Sobre Porque fecho os olhos, o livro de Augusto Meneghin anterior a este, Tiago Rendelli escreveu: “Como editor, posso afirmar que o Augusto é um dos maiores poetas vivos, uma potência mesmo em nosso tempo”. Concordo absolutamente. Escolher o que dizer sobre Estados Unidos com a América embaixo é sumamente difícil, afinal, caleidoscópio, ressignifica-se a cada leitura. Como fixar a impermanência? Preparem-se para um inferno de perguntas, uma espiral de enigmas com uma singularidade desconcertante.
Começa com um poema-avalanche que logo se faz interrogação — Pode uma avalanche pausar em sua inexorável descida? Digo-o, porque os versos conseguem esse segundo de silêncio absurdo, no qual a neve, perturbada, se imobiliza no vazio da montanha. Divina Marta S, a mulher que cai, empregada do planeta Terra, para a meio da descida. Pois, antes disso ela ouviu/o som do mar/dentro/de uma concha extinta.

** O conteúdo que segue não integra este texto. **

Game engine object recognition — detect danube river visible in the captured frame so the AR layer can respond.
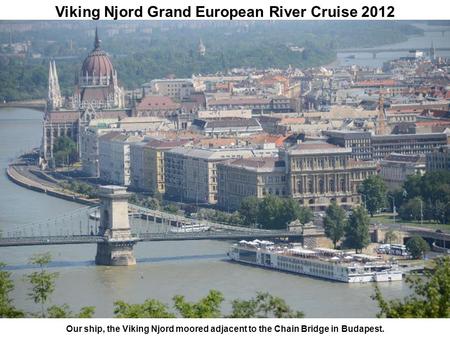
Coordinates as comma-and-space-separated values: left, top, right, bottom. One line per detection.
336, 23, 450, 68
0, 108, 410, 317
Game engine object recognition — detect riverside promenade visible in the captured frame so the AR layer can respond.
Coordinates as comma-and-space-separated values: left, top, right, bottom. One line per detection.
0, 99, 45, 111
6, 163, 98, 206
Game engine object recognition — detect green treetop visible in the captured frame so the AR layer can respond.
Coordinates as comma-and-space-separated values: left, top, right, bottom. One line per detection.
406, 236, 430, 259
323, 201, 347, 248
358, 175, 387, 216
372, 256, 450, 318
344, 206, 371, 253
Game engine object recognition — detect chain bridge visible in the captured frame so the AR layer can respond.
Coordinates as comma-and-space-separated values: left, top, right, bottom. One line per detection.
0, 186, 308, 265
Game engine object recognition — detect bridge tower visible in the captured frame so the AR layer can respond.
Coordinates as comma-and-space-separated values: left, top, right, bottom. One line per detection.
95, 185, 137, 266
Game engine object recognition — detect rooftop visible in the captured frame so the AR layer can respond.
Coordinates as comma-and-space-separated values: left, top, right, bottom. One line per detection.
286, 141, 351, 155
220, 157, 285, 172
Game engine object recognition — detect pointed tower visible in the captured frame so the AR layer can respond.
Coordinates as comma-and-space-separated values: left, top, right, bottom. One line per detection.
430, 41, 436, 61
375, 90, 387, 135
48, 60, 62, 110
198, 39, 206, 56
94, 26, 101, 50
52, 60, 61, 98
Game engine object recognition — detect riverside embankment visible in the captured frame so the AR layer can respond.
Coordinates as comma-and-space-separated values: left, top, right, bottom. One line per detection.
6, 163, 97, 206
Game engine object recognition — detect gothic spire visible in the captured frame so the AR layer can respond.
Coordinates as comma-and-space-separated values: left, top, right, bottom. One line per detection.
48, 60, 54, 99
94, 27, 100, 49
48, 59, 62, 110
52, 60, 61, 94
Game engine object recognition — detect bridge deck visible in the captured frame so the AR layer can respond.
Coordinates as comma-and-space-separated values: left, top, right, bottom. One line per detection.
0, 231, 308, 247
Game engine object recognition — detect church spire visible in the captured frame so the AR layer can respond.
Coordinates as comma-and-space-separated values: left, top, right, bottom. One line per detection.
48, 59, 62, 110
52, 60, 61, 95
94, 27, 100, 49
430, 40, 435, 61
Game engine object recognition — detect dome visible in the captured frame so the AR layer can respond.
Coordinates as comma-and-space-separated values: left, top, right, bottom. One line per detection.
81, 49, 114, 78
79, 29, 115, 84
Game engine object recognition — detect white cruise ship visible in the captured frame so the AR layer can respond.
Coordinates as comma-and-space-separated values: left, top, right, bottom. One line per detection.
228, 240, 403, 283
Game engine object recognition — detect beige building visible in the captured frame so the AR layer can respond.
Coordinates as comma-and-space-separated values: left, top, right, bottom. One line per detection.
80, 119, 119, 177
280, 141, 377, 210
380, 153, 426, 189
130, 138, 191, 194
165, 145, 279, 205
217, 157, 287, 211
144, 79, 194, 100
98, 132, 142, 186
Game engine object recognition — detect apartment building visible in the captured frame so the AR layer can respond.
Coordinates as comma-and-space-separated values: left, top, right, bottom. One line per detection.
164, 145, 278, 204
217, 157, 287, 210
98, 132, 142, 186
130, 138, 191, 194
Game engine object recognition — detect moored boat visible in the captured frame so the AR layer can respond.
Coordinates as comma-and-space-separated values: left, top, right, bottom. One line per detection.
228, 240, 403, 283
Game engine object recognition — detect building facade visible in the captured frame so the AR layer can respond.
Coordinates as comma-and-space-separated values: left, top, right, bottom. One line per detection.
145, 79, 194, 100
98, 132, 142, 186
164, 145, 279, 205
217, 157, 287, 211
80, 120, 119, 177
323, 130, 373, 160
426, 145, 450, 172
130, 139, 191, 194
280, 141, 377, 210
380, 153, 426, 188
371, 133, 448, 160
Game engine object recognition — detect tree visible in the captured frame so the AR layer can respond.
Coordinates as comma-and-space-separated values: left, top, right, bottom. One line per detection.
257, 195, 286, 229
398, 197, 423, 221
372, 256, 450, 318
229, 292, 304, 318
239, 196, 260, 227
0, 262, 24, 318
53, 136, 78, 167
143, 197, 160, 210
173, 289, 224, 318
401, 171, 450, 224
47, 304, 95, 318
358, 175, 387, 216
406, 236, 430, 259
25, 253, 59, 317
344, 206, 370, 253
163, 204, 179, 214
256, 196, 309, 230
384, 230, 398, 244
323, 201, 346, 248
183, 204, 197, 217
114, 299, 175, 318
294, 204, 313, 225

Tempo, nascimento, morte compõem o fio que urde este livro. Sutra do nascimento, poema que o fecha, traz nas mãos um frágil ser nascente: A primeira vez que o segurei/tive medo de derrubá-lo/imaginei que você pudesse morrer. Augusto é peculiar na sua relação com o tempo — ora parece incorporar uma poesia que “já não existe”, ora ser imune a datações. Este livro oferece essa incontornável contradição — o tempo avança tanto quanto permanece. Oferta a possibilidade de nos mantermos vivos ao progredirmos entre ruínas. Todas as ruínas, todos os tempos. O avião de Hiroshima que atravessa a sala onde as crianças brincam, a estrada pavimentada até certo ponto/depois fendas e escuridão, Lisboa revisitada por um estrangeiro entre a guilhotina e a saudade, a sua infância e a dos seus filhos desabrochando, no mesmo país, onde o cinema tornou-se uma igreja neopentecostal, e o lago oval de carpas douradas com uma ilha no centro/agora é uma cratera de cimento onde pulam crianças. Um país em fogo permanente, repetidamente invocado: Brasil eu não sei o que é justiça/Brasil suas crianças estão fodendo/Brasil eu não conheço o seu sexo/Brasil eu queria uma farmácia cheia de floriculturas/Brasil eu queria uma farmácia cheia de poemas/Brasil eu desejo um paradoxo. Brasil é um poema de 2007, mas poderia ter sido escrito hoje. Porém, o poeta é o que ressuscita, é aquele que no círculo do espelho permite o encontro com uma avenida ignorada até então.
Augusto, termino agradecendo. Ouso dizer que muitos te agradecerão este mesmo poema. Obrigado amanhã/por ter me esperado/apesar da história/que me precedeu. Beleza pura ter acompanhado tuas mãos tecendo este livro sublime.